Das Atelier des New Yorker Künstlers Alexander Ross lässt sich am besten als ein Labor beschreiben, in dem in kontrollierten Experimenten die wissenschaftliche Welt auf die künstlerische prallt. Die Versuchsanordnung ist simpel: Am Anfang steht immer ein kleines Modell aus farbiger Knetmasse – inspiriert von oft mikroskopisch kleinen Pflanzenteilen oder Gesteinsproben. Fotografien dieser Modelle bearbeitet der Künstler mit Photoshop, bis sich die manipulierten und digitalisierten Mikrokosmen als Vorlage für seine Gemälde eignen.

So erschafft Ross wie ein mikrobiologischer Zauberlehrling (Bild-)Welten, die wissenschaftliche Genauigkeit vorgeben, aber ganz und gar seiner Vorstellungskraft entspringen. Ihre suggestive Kraft basiert auf der Spannung zwischen Abstraktion und Gegenständlichkeit, Natürlichkeit und Künstlichkeit, Wissenschaftlichkeit und Emotionalität. Ihre eigenartige Ästhetik (um nicht zu sagen: Schönheit) schöpfen die Bilder aus Ross’ schamloser Freude daran, die Farben ertastbar auf die Leinwand zu malen, spachteln, kleben und zu kratzen. Dabei verwendet er eine überschaubare Palette von zumeist gedämpften Farben, allen voran Grün. Die taktile Qualität der Bildoberfläche und die feine Abstufung von Hell zu Dunkel erzeugen eine erstaunliche Plastizität. Unter diesen sauber parzellierten Farbflächen, die mitunter an „Malen nach Zahlen“ erinnern, scheint sich ein geheimer organischer Algorithmus zu verbergen.

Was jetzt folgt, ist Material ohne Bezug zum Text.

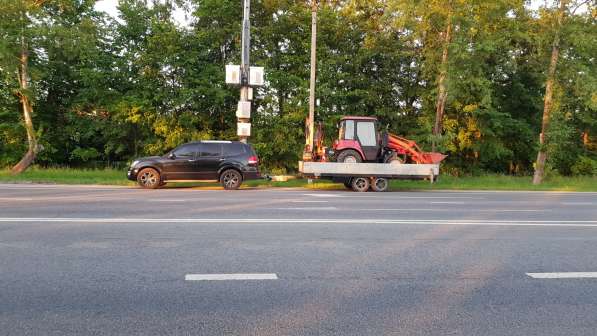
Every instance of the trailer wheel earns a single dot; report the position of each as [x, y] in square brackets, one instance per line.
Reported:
[360, 184]
[149, 178]
[348, 183]
[379, 184]
[349, 156]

Alexander Ross wurde 1960 in Colorado geboren und schloss 1983 seine Ausbildung am Massachusetts College of Art and Design in Boston ab. Seit Mitte der neunziger Jahre ist er regelmäßig in Museums- und Galerienausstellungen zu sehen. Die Gruppenausstellung Remote Viewing im Whitney Museum of American Art in New York 2005 brachte ihm internationale Anerkennung. Im selben Jahr widmete ihm das Contemporary Art Museum in St. Louis als erstes Museum eine große Übersichtsausstellung. Er ist in zahlreichen Museumssammlungen vertreten, unter anderem im Museum of Modern Art in New York.